Tuesday, February 13, 2007

Martyball Redux? Hell YES!

The San Diego Chargers fired Marty Schottenheimer last night. Rich Swerbinsky has an article today suggesting that the Cleveland Browns should snap him up. Rich, count me in. I think the Cleveland Browns are tailor-made for one of Marty's patented franchise turnarounds. I think that like the teams he inherited during his first stint here, and then subsequently in Kansas City and San Diego, the talent is better than the team's performance would indicate.

Sure, like everybody else, I'm painfully aware of The Drive and The Fumble and the rest of Marty's post-season mishaps. As far as I'm concerned, postseason heartbreak is infinitely preferable to dreary incompetence. And when it comes to the regular season, Marty's not just competent, he's brilliant.

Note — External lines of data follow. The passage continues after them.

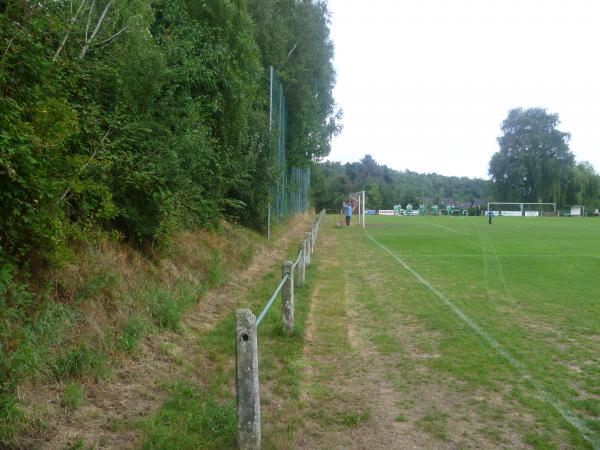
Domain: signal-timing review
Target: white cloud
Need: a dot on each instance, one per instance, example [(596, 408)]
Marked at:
[(425, 84)]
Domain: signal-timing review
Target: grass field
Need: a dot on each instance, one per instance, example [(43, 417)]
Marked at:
[(471, 335)]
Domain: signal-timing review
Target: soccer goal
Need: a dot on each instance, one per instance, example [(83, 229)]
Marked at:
[(357, 201), (520, 209)]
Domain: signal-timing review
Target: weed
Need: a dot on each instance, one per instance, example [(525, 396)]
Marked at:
[(216, 275), (191, 419), (79, 444), (352, 419), (12, 419), (72, 397), (165, 310), (79, 361), (135, 328), (434, 423)]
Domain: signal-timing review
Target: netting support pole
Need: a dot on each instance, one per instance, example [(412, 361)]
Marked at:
[(308, 251), (364, 208), (246, 381), (287, 303), (302, 265)]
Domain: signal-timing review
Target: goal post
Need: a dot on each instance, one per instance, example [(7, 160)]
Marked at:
[(522, 209), (357, 201)]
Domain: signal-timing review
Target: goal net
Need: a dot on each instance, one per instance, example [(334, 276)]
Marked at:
[(357, 201), (520, 209)]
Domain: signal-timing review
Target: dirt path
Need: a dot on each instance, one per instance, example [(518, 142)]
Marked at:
[(370, 381), (134, 390)]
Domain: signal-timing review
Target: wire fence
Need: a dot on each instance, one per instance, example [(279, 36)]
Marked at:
[(246, 326), (289, 193)]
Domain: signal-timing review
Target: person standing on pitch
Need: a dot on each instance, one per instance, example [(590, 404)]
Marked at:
[(348, 210)]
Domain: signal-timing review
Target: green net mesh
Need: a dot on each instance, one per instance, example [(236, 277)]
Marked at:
[(289, 193)]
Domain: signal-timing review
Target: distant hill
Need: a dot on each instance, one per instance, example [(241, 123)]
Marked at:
[(385, 187)]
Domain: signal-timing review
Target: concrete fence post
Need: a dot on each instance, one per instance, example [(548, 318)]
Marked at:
[(287, 303), (302, 265), (246, 381), (307, 254)]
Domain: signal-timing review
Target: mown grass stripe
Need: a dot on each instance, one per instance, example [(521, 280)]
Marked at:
[(585, 432)]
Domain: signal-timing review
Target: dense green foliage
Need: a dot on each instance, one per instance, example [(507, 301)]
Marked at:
[(534, 163), (151, 116), (386, 187)]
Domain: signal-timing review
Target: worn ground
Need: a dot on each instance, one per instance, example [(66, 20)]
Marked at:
[(390, 366)]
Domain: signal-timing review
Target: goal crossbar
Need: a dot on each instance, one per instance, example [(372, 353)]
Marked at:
[(521, 205)]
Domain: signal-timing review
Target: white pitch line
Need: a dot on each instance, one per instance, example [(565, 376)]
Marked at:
[(585, 432)]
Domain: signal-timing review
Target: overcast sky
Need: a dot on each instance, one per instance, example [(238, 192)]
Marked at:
[(425, 84)]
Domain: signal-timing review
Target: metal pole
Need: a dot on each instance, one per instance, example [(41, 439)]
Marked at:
[(287, 299), (302, 265)]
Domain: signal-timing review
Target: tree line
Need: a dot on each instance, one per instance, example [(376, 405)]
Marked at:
[(533, 164), (386, 187), (150, 116)]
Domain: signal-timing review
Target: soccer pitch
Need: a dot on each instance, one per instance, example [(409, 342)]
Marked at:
[(501, 320)]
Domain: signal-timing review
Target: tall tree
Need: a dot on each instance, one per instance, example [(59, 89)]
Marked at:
[(534, 161)]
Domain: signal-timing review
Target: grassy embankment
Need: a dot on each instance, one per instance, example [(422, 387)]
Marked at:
[(77, 327)]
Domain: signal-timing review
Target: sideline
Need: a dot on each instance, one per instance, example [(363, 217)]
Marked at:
[(578, 424)]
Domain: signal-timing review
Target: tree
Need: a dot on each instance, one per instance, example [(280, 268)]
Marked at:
[(534, 161), (374, 199)]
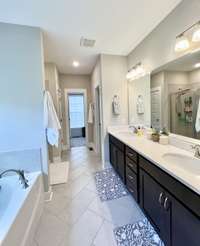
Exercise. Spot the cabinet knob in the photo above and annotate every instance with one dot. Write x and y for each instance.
(130, 165)
(166, 203)
(130, 154)
(130, 177)
(161, 198)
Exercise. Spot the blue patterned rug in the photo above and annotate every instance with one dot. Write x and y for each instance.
(138, 234)
(109, 185)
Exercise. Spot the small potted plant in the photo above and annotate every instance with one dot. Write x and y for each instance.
(155, 135)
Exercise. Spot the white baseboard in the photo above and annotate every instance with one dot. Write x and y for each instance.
(65, 147)
(92, 145)
(48, 195)
(57, 159)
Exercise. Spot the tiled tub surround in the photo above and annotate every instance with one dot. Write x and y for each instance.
(28, 160)
(154, 152)
(20, 209)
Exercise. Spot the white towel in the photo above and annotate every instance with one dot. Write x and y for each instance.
(197, 124)
(51, 121)
(116, 105)
(90, 114)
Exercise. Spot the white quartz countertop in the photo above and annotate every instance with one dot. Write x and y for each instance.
(154, 152)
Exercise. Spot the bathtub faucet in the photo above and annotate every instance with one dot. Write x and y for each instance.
(21, 175)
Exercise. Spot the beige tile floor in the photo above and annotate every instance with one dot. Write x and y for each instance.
(76, 216)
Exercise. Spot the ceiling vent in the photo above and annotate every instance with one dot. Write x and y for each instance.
(84, 42)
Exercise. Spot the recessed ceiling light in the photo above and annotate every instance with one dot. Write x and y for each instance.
(76, 63)
(182, 43)
(197, 65)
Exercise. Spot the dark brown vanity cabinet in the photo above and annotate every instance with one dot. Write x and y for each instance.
(159, 198)
(171, 207)
(153, 200)
(132, 172)
(117, 156)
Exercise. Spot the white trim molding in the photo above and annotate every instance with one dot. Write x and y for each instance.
(75, 91)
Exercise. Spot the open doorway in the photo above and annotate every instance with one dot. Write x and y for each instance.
(76, 118)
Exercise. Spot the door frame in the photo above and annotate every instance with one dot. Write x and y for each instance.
(158, 88)
(67, 123)
(98, 121)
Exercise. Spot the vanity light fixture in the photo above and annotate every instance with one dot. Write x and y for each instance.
(196, 33)
(182, 40)
(76, 64)
(182, 43)
(197, 65)
(136, 72)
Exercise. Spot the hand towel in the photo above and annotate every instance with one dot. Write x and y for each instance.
(140, 105)
(51, 121)
(90, 114)
(197, 124)
(116, 105)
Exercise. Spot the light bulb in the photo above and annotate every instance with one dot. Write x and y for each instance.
(182, 43)
(196, 34)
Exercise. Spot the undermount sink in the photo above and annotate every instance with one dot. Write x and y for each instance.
(184, 162)
(126, 133)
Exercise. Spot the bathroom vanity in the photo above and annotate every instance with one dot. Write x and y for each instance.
(168, 195)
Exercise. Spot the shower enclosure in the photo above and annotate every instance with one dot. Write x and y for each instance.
(183, 112)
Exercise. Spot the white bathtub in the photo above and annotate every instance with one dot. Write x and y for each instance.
(20, 209)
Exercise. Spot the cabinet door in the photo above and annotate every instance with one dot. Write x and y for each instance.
(185, 225)
(120, 164)
(152, 198)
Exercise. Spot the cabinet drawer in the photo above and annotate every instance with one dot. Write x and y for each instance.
(131, 177)
(176, 188)
(132, 189)
(131, 164)
(116, 142)
(131, 154)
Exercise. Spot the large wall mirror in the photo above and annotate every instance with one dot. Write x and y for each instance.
(174, 97)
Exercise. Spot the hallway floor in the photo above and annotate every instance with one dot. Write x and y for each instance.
(76, 216)
(77, 142)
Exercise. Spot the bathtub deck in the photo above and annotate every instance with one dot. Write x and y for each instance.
(76, 216)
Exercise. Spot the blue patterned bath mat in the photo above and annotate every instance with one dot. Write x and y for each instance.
(138, 234)
(109, 185)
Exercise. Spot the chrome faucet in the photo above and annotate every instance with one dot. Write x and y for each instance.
(135, 129)
(196, 147)
(21, 175)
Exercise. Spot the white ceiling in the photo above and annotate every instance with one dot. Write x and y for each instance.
(117, 26)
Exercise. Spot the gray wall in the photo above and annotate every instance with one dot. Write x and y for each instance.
(22, 133)
(158, 47)
(21, 98)
(113, 75)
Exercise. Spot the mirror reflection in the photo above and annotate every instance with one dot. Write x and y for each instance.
(169, 98)
(175, 94)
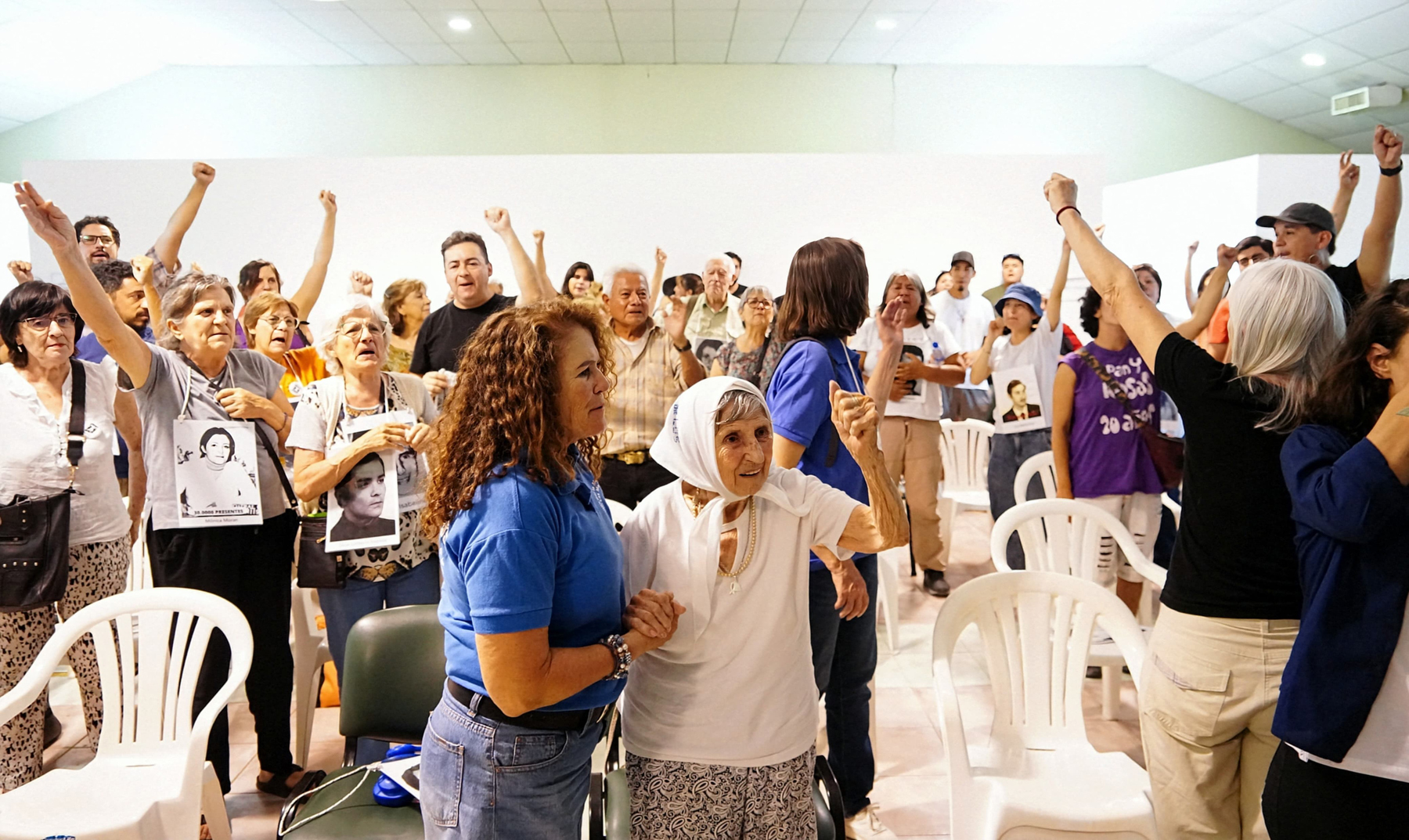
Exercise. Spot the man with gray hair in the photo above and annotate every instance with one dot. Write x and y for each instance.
(653, 366)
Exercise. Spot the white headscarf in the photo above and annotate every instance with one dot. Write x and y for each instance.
(686, 449)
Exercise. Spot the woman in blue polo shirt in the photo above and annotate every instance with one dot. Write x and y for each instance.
(1343, 766)
(539, 633)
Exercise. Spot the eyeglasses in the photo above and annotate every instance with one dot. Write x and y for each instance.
(42, 324)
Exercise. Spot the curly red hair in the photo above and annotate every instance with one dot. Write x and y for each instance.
(503, 409)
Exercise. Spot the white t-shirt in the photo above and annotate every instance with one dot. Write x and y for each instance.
(967, 319)
(932, 344)
(1042, 350)
(1382, 748)
(34, 461)
(743, 694)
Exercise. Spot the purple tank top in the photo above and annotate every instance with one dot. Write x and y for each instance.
(1108, 456)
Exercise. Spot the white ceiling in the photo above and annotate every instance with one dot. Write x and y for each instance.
(59, 52)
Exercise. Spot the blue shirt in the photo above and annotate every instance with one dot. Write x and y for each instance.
(1350, 514)
(801, 405)
(528, 556)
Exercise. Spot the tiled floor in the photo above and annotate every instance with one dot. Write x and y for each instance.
(912, 785)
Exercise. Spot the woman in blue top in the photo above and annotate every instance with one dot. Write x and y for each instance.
(535, 600)
(1343, 766)
(826, 303)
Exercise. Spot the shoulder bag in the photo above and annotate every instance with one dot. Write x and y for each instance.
(1166, 452)
(34, 533)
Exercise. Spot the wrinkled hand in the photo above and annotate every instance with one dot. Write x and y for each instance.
(1060, 190)
(498, 218)
(1349, 172)
(1388, 147)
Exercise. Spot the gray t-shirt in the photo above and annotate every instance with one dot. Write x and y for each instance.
(160, 402)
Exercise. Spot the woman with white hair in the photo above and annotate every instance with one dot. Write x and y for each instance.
(719, 722)
(1232, 604)
(327, 447)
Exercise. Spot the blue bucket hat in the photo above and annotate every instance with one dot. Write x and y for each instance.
(1021, 292)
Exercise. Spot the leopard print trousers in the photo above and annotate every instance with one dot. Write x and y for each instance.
(96, 571)
(678, 801)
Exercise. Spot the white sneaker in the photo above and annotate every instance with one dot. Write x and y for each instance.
(866, 825)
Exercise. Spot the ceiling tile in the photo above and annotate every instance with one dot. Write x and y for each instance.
(704, 24)
(582, 27)
(648, 52)
(764, 26)
(754, 52)
(644, 26)
(521, 27)
(1241, 84)
(801, 51)
(1384, 34)
(540, 52)
(701, 52)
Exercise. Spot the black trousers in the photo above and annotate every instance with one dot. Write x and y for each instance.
(632, 482)
(250, 567)
(1310, 801)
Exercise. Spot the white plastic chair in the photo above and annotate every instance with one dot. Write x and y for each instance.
(310, 651)
(150, 778)
(1064, 536)
(1039, 776)
(1042, 466)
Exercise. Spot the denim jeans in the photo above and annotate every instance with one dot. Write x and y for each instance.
(843, 662)
(1005, 454)
(341, 609)
(482, 780)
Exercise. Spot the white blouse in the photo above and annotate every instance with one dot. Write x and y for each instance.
(34, 461)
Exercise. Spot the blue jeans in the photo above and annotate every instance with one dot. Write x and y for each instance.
(341, 609)
(482, 780)
(1005, 454)
(843, 662)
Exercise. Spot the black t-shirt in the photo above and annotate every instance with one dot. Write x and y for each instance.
(1233, 557)
(447, 330)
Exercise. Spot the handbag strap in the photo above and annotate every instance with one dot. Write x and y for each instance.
(1111, 382)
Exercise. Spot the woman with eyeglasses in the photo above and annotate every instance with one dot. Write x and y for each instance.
(327, 447)
(193, 380)
(38, 324)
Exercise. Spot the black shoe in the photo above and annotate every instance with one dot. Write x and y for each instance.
(52, 727)
(935, 584)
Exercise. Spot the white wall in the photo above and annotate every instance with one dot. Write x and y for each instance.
(908, 211)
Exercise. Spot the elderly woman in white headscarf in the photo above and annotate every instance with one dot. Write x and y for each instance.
(719, 723)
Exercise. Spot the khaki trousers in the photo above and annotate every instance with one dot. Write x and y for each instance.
(912, 452)
(1206, 699)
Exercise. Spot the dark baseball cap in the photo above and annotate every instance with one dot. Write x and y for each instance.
(1303, 213)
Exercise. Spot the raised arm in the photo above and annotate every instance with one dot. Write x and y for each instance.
(95, 308)
(308, 294)
(1378, 244)
(532, 288)
(1112, 278)
(1349, 179)
(168, 244)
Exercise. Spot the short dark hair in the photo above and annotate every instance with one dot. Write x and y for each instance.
(459, 239)
(827, 287)
(250, 276)
(31, 301)
(113, 274)
(103, 220)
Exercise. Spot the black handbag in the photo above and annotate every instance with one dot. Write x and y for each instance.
(34, 533)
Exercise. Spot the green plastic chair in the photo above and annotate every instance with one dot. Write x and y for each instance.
(392, 678)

Marty Schottenheimer started his career as a head coach by taking a 1-7 Browns team and going 4-4. He followed that up with four consecutive playoff appearances, two Central Division titles and two AFC Championship game appearances. When Art Modell fired him, he moved on to Kansas City. In his first year there, he took a team that went 4-11-1 in 1988 and coached it to an 8-7-1 record, good enough for second in the AFC West. Marty averaged 10 wins a year during his tenure with Kansas City and made the playoffs seven times in the 1990s--something matched only by the San Francisco 49ers. Then it was on to Washington for a one year stint as the Redskins head coach (8-8). Marty then signed on with the Chargers, where (surprise!) he quickly turned a team that had gone 5-11 in 2001 into one of the AFC's elite franchises.

Based on the team's inability to attract high-profile assistant coaches, it looks like the rest of the NFL has already figured out that the Crennel regime is taking on water. I'm guessing that free agents are going to send out a similar message. So, there's no time like the present to preempt the Romeo Crennel death watch.

One of the most compelling arguments for keeping Romeo Crennel around for another year is that if the Browns replace him, they'll start from square one and begin another multi-year rebuilding process. I guess that argument assumes that you buy into the idea that the Browns have made "progress," as the increasingly delusional Phil Savage asserted in his last press conference. But even if you're inclined to share a drink of Phil's Kool-Aid, you've got to admit that Schottenheimer provides the team with a unique opportunity to shorten the rebuilding process ordinarily associated with a coaching change by several years. Marty's got a proven track record of taking over bad teams and making them contenders very quickly. He hasn't done it just once, but three times for three very different organizations.

It's time for Cleveland to offer Marty Schottenheimer a chance to finish his head coaching career where it started. As a Browns fan, I know I'll need medication to get through the season, but I'd rather reach for Roll-Aids than No-Doze.

3 comments:

Vinny said...

Anybody But Marty.

More later.

Mike said...

Move away from the past, please, move away from the past.

Kurt Schottenheimer said...

You are soooooo right! This gig at Arby's is really wearing on me ... try our horsey sauce ... really ... it's good.